Something of a sports drink*, a health drink and a sort of playful Pepsi generation-ish quencher, it is certainly none of those. What it is is a watery, appley and artificially sweetened something-or-other. Ostensibly a mix of good lactic acid ferment apple juice, phosphorus and other healthy stuff, it's a bit of a stretch in justification of this sugar water. 

The company press release boasts of its ingredients coming either from Turkey, Germany, Poland, Austria, Ukraine, Brazil and/or Israel. This faux internationalism is merely about the reach of capital. Instead of making a coherent statement about taste, quality, nutrition or the simple fact of thirst-quenching, LacLac, even in its Babel-esque nonsensical name, remains hubristic, absurd and ultimately a product that will go the way of Pepsi Clear and New Coke into the dustbins of history. The sooner, the better.

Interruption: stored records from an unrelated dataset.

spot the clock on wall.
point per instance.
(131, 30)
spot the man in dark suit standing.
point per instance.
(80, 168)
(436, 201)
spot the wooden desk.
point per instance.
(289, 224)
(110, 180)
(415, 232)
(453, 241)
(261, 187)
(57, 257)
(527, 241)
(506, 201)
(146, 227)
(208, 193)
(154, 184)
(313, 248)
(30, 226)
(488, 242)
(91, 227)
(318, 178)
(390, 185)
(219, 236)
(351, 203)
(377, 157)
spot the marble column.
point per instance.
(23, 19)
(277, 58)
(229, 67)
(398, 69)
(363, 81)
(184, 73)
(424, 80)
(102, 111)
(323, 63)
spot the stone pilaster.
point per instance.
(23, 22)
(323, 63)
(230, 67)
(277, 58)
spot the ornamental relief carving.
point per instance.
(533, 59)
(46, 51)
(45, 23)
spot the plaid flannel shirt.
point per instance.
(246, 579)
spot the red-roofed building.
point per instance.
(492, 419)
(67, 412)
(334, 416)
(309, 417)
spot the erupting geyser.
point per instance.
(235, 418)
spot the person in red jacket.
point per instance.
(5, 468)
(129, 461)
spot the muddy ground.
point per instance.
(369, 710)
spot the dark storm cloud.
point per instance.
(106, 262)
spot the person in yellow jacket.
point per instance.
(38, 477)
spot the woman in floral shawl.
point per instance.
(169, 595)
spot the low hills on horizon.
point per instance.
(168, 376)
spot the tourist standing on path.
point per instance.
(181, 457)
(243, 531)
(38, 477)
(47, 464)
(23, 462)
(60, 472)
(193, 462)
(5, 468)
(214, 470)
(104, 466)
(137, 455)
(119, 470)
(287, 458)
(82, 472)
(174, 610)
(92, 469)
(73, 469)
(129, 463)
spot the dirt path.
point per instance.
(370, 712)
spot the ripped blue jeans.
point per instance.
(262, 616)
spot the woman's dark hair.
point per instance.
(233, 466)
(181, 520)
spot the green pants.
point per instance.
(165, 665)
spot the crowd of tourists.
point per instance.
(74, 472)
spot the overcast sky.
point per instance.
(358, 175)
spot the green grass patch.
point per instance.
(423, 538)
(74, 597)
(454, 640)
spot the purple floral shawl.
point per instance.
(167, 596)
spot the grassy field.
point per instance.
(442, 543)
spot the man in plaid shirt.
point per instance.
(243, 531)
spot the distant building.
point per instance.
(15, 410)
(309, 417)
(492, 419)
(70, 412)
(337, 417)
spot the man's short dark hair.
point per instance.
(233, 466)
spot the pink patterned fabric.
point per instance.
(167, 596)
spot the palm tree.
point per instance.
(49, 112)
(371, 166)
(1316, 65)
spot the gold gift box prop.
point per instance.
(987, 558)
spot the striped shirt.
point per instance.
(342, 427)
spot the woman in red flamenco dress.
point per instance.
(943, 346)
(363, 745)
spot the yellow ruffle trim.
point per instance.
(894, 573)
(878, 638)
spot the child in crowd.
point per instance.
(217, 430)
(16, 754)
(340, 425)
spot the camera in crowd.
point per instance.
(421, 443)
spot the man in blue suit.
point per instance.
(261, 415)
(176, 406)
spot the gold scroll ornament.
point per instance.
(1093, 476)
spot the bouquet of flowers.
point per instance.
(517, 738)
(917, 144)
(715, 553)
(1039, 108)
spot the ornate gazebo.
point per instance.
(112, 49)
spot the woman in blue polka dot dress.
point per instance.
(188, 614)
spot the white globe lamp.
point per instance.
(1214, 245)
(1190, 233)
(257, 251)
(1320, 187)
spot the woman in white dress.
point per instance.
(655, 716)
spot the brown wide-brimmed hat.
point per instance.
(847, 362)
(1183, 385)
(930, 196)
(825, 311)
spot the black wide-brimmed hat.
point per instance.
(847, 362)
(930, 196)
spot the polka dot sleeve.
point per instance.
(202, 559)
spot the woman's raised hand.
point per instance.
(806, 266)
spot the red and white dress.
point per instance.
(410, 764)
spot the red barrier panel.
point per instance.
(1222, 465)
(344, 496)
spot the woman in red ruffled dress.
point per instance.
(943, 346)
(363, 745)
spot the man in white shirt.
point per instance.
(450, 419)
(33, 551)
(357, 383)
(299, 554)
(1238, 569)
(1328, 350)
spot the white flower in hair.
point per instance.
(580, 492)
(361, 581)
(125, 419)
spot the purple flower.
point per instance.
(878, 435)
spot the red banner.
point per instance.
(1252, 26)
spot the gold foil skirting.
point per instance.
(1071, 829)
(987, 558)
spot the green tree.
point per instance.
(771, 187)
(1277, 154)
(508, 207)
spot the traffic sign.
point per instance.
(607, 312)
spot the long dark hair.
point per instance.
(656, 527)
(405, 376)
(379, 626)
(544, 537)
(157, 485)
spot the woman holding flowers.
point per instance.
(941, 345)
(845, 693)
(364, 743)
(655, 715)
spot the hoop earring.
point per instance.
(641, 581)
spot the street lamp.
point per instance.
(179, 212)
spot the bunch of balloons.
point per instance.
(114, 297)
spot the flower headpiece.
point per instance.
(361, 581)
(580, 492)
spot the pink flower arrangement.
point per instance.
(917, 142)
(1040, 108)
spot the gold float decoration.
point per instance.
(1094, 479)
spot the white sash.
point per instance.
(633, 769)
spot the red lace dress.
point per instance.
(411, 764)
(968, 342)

Konishi Manami, disposable television and film starlet flacks for LacLac

*The subject of  "sports drinks" and the triumph of marketing artificial and useless concoctions over true human need is perhaps worthy of a longer essay.

Sunday, April 19, 2009

BLACK - ブラックブラックチョコレートアイス

Frozen confection maker Akagi, which seems to have cornered the market in Japan for popsicle- like variations with their ubiquitous and cheap Gari bars also market the basic fudgesicle found in konbinis throughout the nation - the BLACK Chocolate Ice Bar (ブラックブラックチョコレートアイス). Like Unilever in the USA, they are the main supplier of this particular niche. The BLACK bar is as good or not better than the US version. A refreshing chocolate bar that's not too creamy rich, but tasty in a sweet dark chocolatish sort of way - unlike the more milky taste profile of the American.

BLACK seems to be a somewhat favorite way to brand dark chocolate in Japan. One of Meiji's line of chocolate candy bars is called BLACK. Of course "black" in chocolate denotes "not milk" - dark and perhaps a bit more adult. The Akagi ice bar and the Meiji candy even go so far as to use similar serif typefaces. The Times New Roman variation that boldly announces the BLACK ice bar is like an old-fashioned headline, though simplified to a primary adjectival statement. No frill on this bar. You know what you're getting. Black. Chocolate. Ice.

Thursday, February 26, 2009

あさりバター ポテトチップス

Fresh baby littlenecks with a slathering of butter - just what you want your potato chip to taste like. Right? OK, maybe not, but in the seeming endless variations and inventiveness in creating adding umami to chips, you gotta give to the folks at Calbee for trying.  Some work great. Nori and ume flavored chips come to mind. And in fact the Asari Butter Potato Chip (あさりバター ポテトチップス) is not all that bad. The chip is basic - thin, moderately salted, unexceptional.  And the butter taste is not nearly as rancid and cloying as in many a butter-flavored Japanese potato chip. 

The clam taste is nearly non-existent. But a strange thing happens. As you eat the chips, take a little sniff of your fingers. Smells like shellfish! Or...? Mmmm. Salty, fishy, a little funky and buttery - seems that Calbee may be working another angle on satiating desire. I imagine the food techies at Calbee in their spare time working on how to chemically recreate the smell of sex and... bingo!  But what do you do with it now? Hey, let's put on a chip and call it clam butter.